Cyberseminars

 
Refugee and internally displaced populations, environmental impacts and climate risks
10 May 2021 to 19 May 2021
Background Papers

A Primer on Refugee-Environment Relationships

Webinar to kick-off the cyberseminar took place on May 10, 2021.

Forum
Invited Experts

Mohammad Jalal Abbasi Shavazi
Professor, Department of Demography, University of Tehran; President, Population Association of Iran; Council Member, International Union for the Scientific Study of Population (IUSSP), Iran

Ellen Percy Kraly
William R. Kenan, Jr. Professor of Geography and Environmental Studies, Colgate University, USA

(Paper co-authored with Mohammad Jalal Abbasi Shavazi)

Andrew Kruczkiewicz
Senior Staff Associate, Columbia University and Red Cross Red Crescent Climate Centre, USA

Stefan Lang
Associate Professor, Head Christian-Doppler Lab GEOHUM, Department of Geoinformatics (Z_GIS), University of Salzburg, Austria

Catherine Nakalembe
Assistant Research Professor, University of Maryland, USA

Hadi H Jaafar
Associate Professor, American University of Beirut, Lebanon

Geoffrey Kateregga
Geospatial Information Service (GIS) Lead and Community Programs Manager, Humanitarian OpenStreetMap Team, Uganda

Nyamori Victor
Researcher/ Adviser - Refugee and Migrants Rights Team, Amnesty International, Kenya

 
Summary

Organizers: 

Jamon Van Den Hoek (Oregon State U.), David Wrathall (Oregon State U.), Susana Adamo (CIESIN, Columbia U.), Alex de Sherbinin (CIESIN, Columbia U.)

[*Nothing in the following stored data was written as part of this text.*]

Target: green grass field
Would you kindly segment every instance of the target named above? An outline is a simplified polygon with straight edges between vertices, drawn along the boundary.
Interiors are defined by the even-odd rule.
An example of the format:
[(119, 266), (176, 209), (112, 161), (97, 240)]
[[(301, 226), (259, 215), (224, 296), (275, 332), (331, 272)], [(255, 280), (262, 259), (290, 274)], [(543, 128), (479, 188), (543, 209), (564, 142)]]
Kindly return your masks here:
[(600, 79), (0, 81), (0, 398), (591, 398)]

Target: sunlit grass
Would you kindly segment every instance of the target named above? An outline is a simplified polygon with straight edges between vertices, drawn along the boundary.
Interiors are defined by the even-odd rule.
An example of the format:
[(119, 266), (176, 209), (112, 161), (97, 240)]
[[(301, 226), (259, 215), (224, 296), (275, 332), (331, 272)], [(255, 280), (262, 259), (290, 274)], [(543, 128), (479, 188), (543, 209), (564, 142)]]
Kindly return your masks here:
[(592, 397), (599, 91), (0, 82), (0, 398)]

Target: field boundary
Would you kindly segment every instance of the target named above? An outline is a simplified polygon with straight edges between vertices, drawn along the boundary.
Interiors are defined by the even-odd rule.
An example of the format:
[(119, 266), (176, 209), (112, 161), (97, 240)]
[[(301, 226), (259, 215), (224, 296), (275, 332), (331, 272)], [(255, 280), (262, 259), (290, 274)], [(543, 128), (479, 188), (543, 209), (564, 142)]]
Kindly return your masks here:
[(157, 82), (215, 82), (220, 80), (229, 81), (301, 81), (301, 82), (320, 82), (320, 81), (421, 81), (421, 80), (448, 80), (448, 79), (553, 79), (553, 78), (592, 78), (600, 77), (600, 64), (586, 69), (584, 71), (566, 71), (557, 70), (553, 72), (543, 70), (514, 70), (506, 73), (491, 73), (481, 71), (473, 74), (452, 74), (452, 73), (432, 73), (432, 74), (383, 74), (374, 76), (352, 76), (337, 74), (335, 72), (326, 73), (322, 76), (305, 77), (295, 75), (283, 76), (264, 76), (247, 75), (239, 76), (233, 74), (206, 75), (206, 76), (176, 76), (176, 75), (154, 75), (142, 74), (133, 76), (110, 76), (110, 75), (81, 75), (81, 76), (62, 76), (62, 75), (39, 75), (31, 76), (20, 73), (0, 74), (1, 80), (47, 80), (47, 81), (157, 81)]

Co-sponsors: GEO Human Planet

Abstract:

Since 2015, the global refugee population has risen precipitously, reaching a record 26 million people across 135 countries. Forcibly displaced due to violent conflict and political persecution, refugees seek asylum and security abroad but have often found highly restrictive conditions. Refugee camps are often established in marginal borderlands, and state policies can restrain access to arable land and inhibit decision-making power over livelihoods and employment. Refugees have less agency and resources available for local climate change mitigation or adaptation. Refugee mobility is often confined to within camp boundaries, restrictions that have generally been tightened even further during the COVID-19 global pandemic. Refugees are also broadly excluded from Sustainable Development Goal progress reporting and national census data collection even in major refugee hosting countries, which implicitly discourages sustainable development initiatives for and by refugees. These challenges are hardly short lived. The average stay in a refugee settlement was 10 years as of 2015, and more than two-thirds of refugees experience what the UNHCR calls a “protracted refugee situation” in which refugees remain in limbo for years on end, unable to return home but without provision of basic rights and access to economic and social services in their host country. Added to this are large and growing internally displaced populations (IDMC 2020). 

The combination of geographic and social marginalization, protracted confinement, and an overarching absence of refugee populations in nationally representative data heightens the potential for local environmental degradation and long-term climate vulnerability for generations to come. Perhaps because of the focus on addressing immediate humanitarian needs of refugees, there has been far less attention toward understanding long-term refugee relationships with their environment and climate hazards. This cyberseminar will focus on new perspectives and innovative methodological approaches from geography, remote sensing, economics, disaster studies, and development studies that shed light on the environmental and climatic challenges faced by refugees, as well as impacts of camps on the local environment, and will offer potential solutions for addressing these challenges. With scholars and practitioners from around the world and considering a range of case studies, we will examine the interplay between refugees, the local environment, and climate change against the broader social and political contexts that frame these relationships. Field-tested approaches and analyses will commingle with nation-wide Big Data studies to offer a diversity of perspectives across geographic scales and regions. As such, this cyberseminar will provide a platform for dynamic engagement between different communities to advance our collective understanding and shared perspectives on refugee population-environment relationships in a changing climate.